I would have liked that too.


TI-99/4A sold well in 1982 through to 1984. The cheaper the more and then TI abandons it.


Here's what I see as the bigger problems compared with other big players of that era.


The consumer will hear of or experience:


  • Slow Basic (if not one of the slowest).
  • Access to smooth (Basic compared with machine code) games only through cartridges (all others have native access to machine code).
  • Inaccessible or at least relative expensive for future assembler programmers (Mini Memory or worse).
  • TI obviously trying to keep in control (trying to lockout parties without license).


TI would face:


  • More complicated architecture making it more expensive to produce.


The TI-99/8 does not seem to offer much more and would certainly not be cheaper to produce.

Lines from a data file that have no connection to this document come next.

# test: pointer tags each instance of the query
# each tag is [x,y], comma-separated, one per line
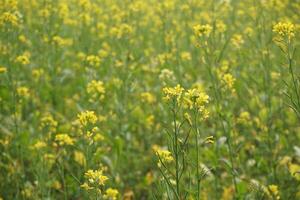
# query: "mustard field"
[149,99]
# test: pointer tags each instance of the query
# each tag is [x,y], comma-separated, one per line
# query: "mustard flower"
[285,29]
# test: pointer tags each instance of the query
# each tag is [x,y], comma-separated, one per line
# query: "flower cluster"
[285,30]
[96,90]
[173,93]
[87,117]
[64,139]
[202,30]
[95,180]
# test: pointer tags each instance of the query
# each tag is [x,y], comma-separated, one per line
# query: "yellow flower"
[285,29]
[39,145]
[3,70]
[201,30]
[185,56]
[237,40]
[86,186]
[87,117]
[209,140]
[23,92]
[164,155]
[64,139]
[23,59]
[196,99]
[95,177]
[173,93]
[111,194]
[295,171]
[147,97]
[96,90]
[62,42]
[274,191]
[9,18]
[93,60]
[244,118]
[79,158]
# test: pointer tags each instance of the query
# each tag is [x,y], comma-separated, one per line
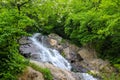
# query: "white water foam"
[50,55]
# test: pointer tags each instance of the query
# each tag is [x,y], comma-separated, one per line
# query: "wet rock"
[58,74]
[31,74]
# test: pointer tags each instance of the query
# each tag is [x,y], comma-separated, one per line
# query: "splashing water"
[48,54]
[53,56]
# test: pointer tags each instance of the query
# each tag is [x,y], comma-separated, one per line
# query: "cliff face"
[82,59]
[31,74]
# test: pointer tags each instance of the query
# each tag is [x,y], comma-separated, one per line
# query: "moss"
[45,71]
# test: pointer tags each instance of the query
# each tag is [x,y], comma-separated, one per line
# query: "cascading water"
[49,55]
[53,56]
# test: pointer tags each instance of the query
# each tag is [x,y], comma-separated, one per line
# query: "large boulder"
[58,74]
[31,74]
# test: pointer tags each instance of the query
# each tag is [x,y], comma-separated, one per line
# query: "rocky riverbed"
[82,59]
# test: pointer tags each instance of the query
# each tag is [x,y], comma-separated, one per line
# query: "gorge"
[40,50]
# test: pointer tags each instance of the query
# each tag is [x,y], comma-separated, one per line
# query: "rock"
[58,74]
[87,54]
[24,40]
[53,42]
[82,59]
[31,74]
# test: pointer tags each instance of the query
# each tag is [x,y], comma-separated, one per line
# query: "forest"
[95,23]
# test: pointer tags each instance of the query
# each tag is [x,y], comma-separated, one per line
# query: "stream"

The Commodore 64 was there already (1982-), and Atari ST and Amiga was just around the corner (1985-). TI would have had to design something that offered more (than the TI-99/8) and relatively cheap. Making something not compatible with the TI-99/4A would unfortunately have been the only way to go. One option could have been to jump ship and make a slow shift (on the surface) making their version of the MSX standard, - perhaps promising a TI-99/4A add on to make people more happy to move and then probably not delivering on that one. TI could then have had a hand in shaping the future MSX2 (1986-). A good alternative to the C64, and (hopefully) a cheaper solution than Atari ST and Amiga.